Libya and the Iraq War Dead-Enders

Libya and the Iraq War Dead-Enders

Some of those who most ardently promoted the disastrously ill-advised military expedition in Iraq that was launched eight years ago this month just never want to give up believing (or at least arguing, whether or not they really believe it) that the war was a good idea—despite the enormous human and material costs, the diverse damage to U.S. standing and U.S. interests, and the persistent violence and instability in Iraq itself. Charles Krauthammer's column today, which tries to find some kind of vindication or justification for the Iraq misadventure in current issues involving Libya and upheaval elsewhere in the region, is a good example. It would make sense to disregard what he says as the rationalizations of someone whose cognitive dissonance just won't allow him to let go, were it not for the implications of some of what he says for policy issues yet to be resolved.

There is no shortage of material in the column that is divorced from reality.
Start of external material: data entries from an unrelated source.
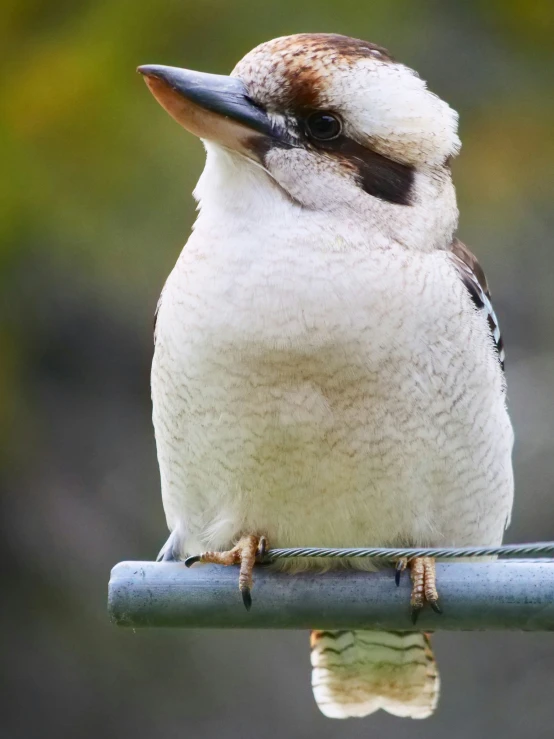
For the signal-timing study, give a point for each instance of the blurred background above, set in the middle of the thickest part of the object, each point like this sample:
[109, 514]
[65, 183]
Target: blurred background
[95, 206]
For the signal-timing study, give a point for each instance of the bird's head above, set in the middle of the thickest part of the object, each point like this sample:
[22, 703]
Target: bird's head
[329, 118]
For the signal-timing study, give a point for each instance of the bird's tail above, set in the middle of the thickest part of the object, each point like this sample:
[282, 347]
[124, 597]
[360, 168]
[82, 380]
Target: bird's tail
[357, 672]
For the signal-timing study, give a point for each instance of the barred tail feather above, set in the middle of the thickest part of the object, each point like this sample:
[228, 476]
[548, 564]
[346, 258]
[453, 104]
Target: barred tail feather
[357, 672]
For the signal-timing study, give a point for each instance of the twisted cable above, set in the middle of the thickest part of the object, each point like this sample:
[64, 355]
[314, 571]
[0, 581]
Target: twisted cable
[520, 551]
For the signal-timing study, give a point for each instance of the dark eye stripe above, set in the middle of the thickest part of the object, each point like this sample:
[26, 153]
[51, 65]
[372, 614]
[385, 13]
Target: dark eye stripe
[378, 175]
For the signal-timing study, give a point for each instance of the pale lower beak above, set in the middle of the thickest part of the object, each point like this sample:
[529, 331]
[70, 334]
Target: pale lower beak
[211, 106]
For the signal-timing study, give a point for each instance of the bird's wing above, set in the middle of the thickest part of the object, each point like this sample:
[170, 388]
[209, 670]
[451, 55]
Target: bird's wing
[475, 281]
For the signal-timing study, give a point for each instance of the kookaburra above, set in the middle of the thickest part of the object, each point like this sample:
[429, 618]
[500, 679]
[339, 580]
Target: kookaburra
[328, 368]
There is, for example, the statement that the “sustained U.S. military engagement” in Iraq was needed “to push back totalitarian forces trying to extinguish the new Iraq,” forgetting that the main violent thing that the U.S. war unleashed was a sectarian civil war over the distribution of power within the new Iraq.

There also is Krauthammer's judgment, while conceding that Iraqi democracy is “fragile and imperfect,” that if Egypt were as politically developed a year from now as Iraq is today, “we would think it a great success.” That speaks to how drastically standards of success were lowered as the United States sank into the Iraqi quagmire. Such a judgment also seems oblivious to the increasingly harsh authoritarianism of Nouri al-Maliki's government. A front-page article in today's Washington Post provides a stomach-churning account of how Iraqi security forces allegedly beat up human rights activists and journalists during a recent protest.

Then there is how the columnist tries to use the relative absence of anti-Americanism in the most recent popular uprisings in the Middle East to deny that the Iraq War “poisoned the Arab mind against America.” Ample evidence, including opinion polling over the course of the past decade, shows that such poisoning did in fact occur. The war also poisoned a lot of Arab minds against the idea of political change and democratization. It has only been in these more recent times, in which U.S. support for democracy has not taken the form of trying to force it on Middle Easterners through the barrel of a gun, that some of the poison has dissipated and the anti-Americanism has become less apparent. (Note how there is no hesitation in associating policies of the previous administration with something good that is happening under the current one. Funny how it doesn't seem to work the same way with bad things, such as recessions and deficits, even when most of the bad was clearly bequeathed by the previous administration.)

The particular mistake among Krauthammer's assertions I feel especially moved to correct—because I was personally involved in the relevant diplomacy—is that “Qadhafi was so terrified by what we did to Saddam & Sons that he plea-bargained away his weapons of mass destruction.” In fact, the Libyan ruler's dramatic turnabout, in which he gave up his involvement in international terrorism and instead became a counterterrorist partner of the West, as well as giving up his unconventional weapons programs, had begun years earlier. Qadhafi was responding to the pressure and ostracism of multilateral sanctions and to the prospect of an improved international standing if he came clean about the bombing of Pan Am 103 and was willing to deal seriously with the United States on the issues of most concern to the United States. The secret negotiations that confirmed and codified all this were begun in 1999, under the Clinton Administration. It was the willingness of the United States to engage Qadhafi's regime that made this all possible, not some prospect that military force would be used to remove him—let alone, as with the ouster of Saddam, that force would be used to oust him no matter how he tried to adjust his policies.

If you want an accurate and insightful take on how a changed U.S. approach to troublesome regimes in the Middle East has worked, run your eyes down from Krauthammer's column to the op ed just below it. The piece, by Dalia Dassa Kaye of the Rand Corporation, is about the influence of Iran (that “discredited and murderous regime,” in Krauthammer's words) in the Middle East. Kaye points out that “over the past decade, and certainly since Saddam Hussein was removed from Iran's enemies list, Iranian regional influence has increased as U.S. leverage has declined.” But now, with a U.S. approach that does not emphasize going after rogue regimes with guns blazing and instead letting Middle Easterners take credit and responsibility for political transformation, this has been changing. “Today,” says Kaye, “Iran's populist, anti-American, direct outreach to Arab publics...appears less relevant when the people are taking matters into their own hands.”